The Connection Between Words in Novel David Copperfield


Lab Reports, Networks, Visualization
Introduction

I’ve always interested in anything about language and linguistics, especially to know how different language connect adjectives and nouns. I believe the language we speak would somehow impact how individuals perceive the world in their own way.
Lera Boroditsky, a cognitive scientist and professor in the fields of language and cognition. Borodisky is now one of the main contributors to the Theory of Linguistic Relativity. In a TED talk “How language shapes the way we think“, she mentions the interesting differences of “grammatical gender” in different languages. Based on grammatical gender, every noun gets assigned a gender, often masculine or feminine. For instance, in the talk, Borodisky mentioned that “the sun is feminine in German but masculine in Spanish, and the moon, the reverse.”
I found one of the datasets in Gephi’s Github resource that can give me a taste of analyzing linguistics/semantic relationships of a book, thus, I decided to take that dataset to explore how adjectives connect to nouns in this book. By checking the final data viz outcome, I should be able to know the preferences of word selections from the author and the most frequently used words.

Tools and Dataset

Gephi is a good tool for those who would like to visualize the relationships between topics, objects, people, and incidents. It’s a free open graph platform/software that can run on Windows/Mac/Linux. For this data viz exploration, I’d like to play with the styling and analysis feature to discover the best way of visual storytelling as a network graph.
As I mentioned in the introduction section, my interests in linguistics drive this exploration of data viz. Thus, I choose to pick the dataset “adjacency network of common adjectives and nouns in the novel David Copperfield by Charles Dickens.” as the data visualization material in this report. You can find the GML file here.

Inspiration/Critique

Networks data visualizations would definitely have a lot of lines and connecting points. This would also bring up a concern about the readability of the final outcome, do the audience can really understand the relationships and the story? I think often times the audiences can only identify the patterns by recognizing the size of nodes (connecting points) and the density of the lines in the whole network. Thus, I can’t really tell if there are a single/a few major links between nodes as the main storyline from these all three graphs. But I like the color selections since that showcase the vibe of different stories and would like to apply this to my work.

Methods/Process
Pull Data and Observe

The very first graph generated by Gephi is what I expected to see. My dataset is a decent one to play with the network type of data viz. This dataset has 112 nodes and 425 edges, the average degree is 7.589, and the graph density is 0.034.
Before I style the nodes and edges, the graph seems manageable to read and interpret based on the scale and complicity. Thus, started to play with the layout style and tried to figure out which one is the best representation of this dataset.

Before styling

I adjusted the node size based on degree, so I can see which word is the most connected one and what other words connect to the most connected one. Also, I tried to color the edges based on the degree as well, but seems like the value distribution is not so obvious to tell.
After the basic styling, I’d also want to know the degree of the connection between words here. But seems like the dataset didn’t have the value as the weight to display how strong the connections are between words. And that’s the reason why I started to look for some alternative options for my network data viz work.

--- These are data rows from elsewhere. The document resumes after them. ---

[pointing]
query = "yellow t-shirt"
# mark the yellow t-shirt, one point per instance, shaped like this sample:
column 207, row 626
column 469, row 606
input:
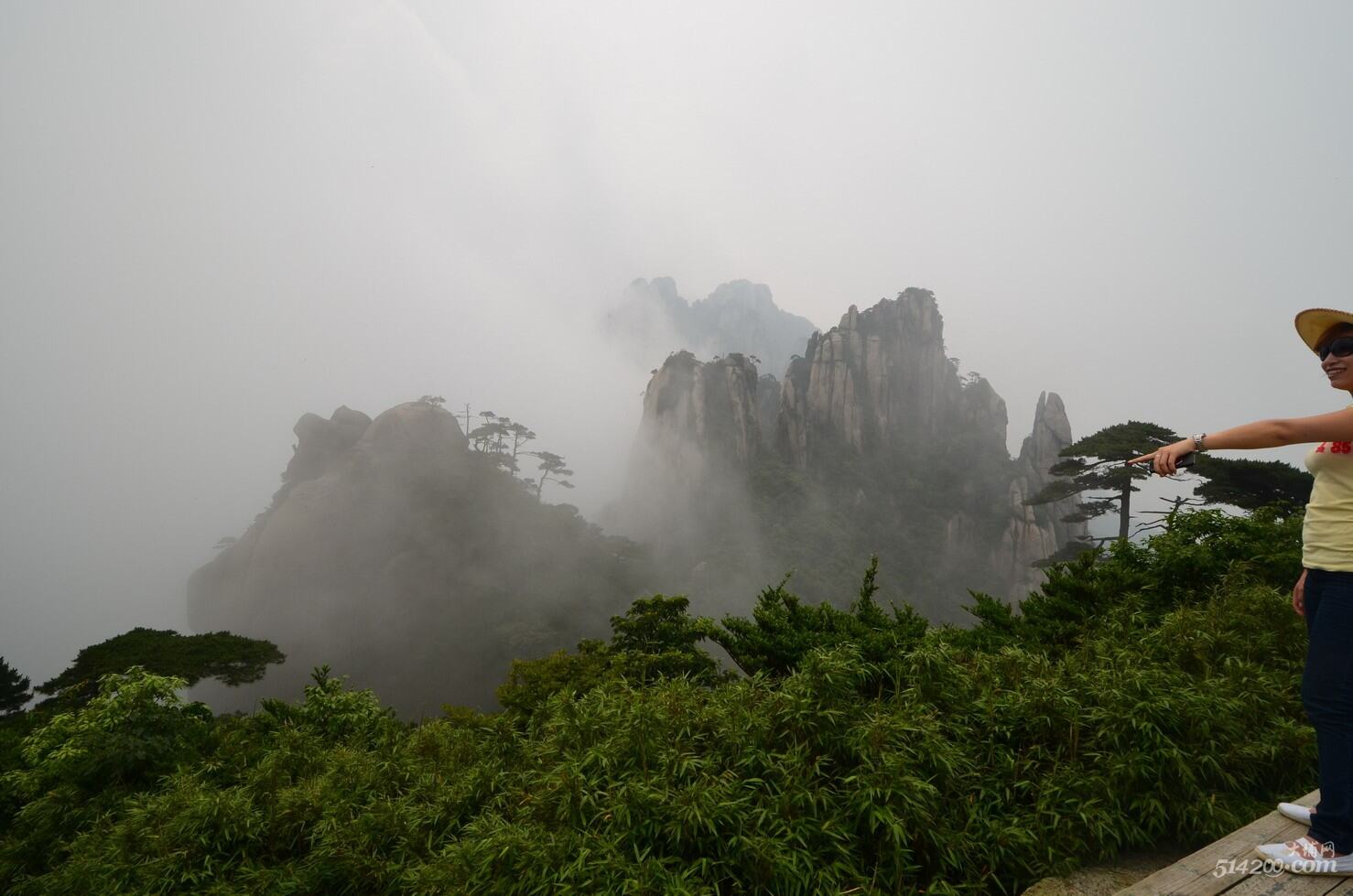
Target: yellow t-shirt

The Weight Value are the same
Alternatives

My professor suggested Voyant as a tool to analyze the full text of David Copperfield by Charles Dickens. By using this tool, I might be able to get the weight of connections between words, in order to make the Voyant extract this value, I had to go to Project Gutenberg to get the full plain text to input and obtain the value I need.
Not sure of what reason, Voyant can’t really let me export the file I need for network data viz, thus, other tool called textexture that also been introduced to me as the alternatives. But unfortunately, they no longer allow new signups, so I can’t pull my data in to see the result.

Result

Since I still want to see the degree of how strong the connections are between words, I decided to manually make up the values to see how the graph might look like if the weight value applied.
Also, I felt the edges are more visible when the background color is dark with light colored labels. The small degree of nodes has darker labels with them since I would think that might be minor information of this graph compare with the most connected ones.

Reflection

The topic of understanding connections between words is definitely one of the data visualizations I would like to make in the future again, but the thing is that related resource or tools are pretty hard to find. I’d even want to do two graphs to compare two different languages to see if there is any similarity or patterns across languages.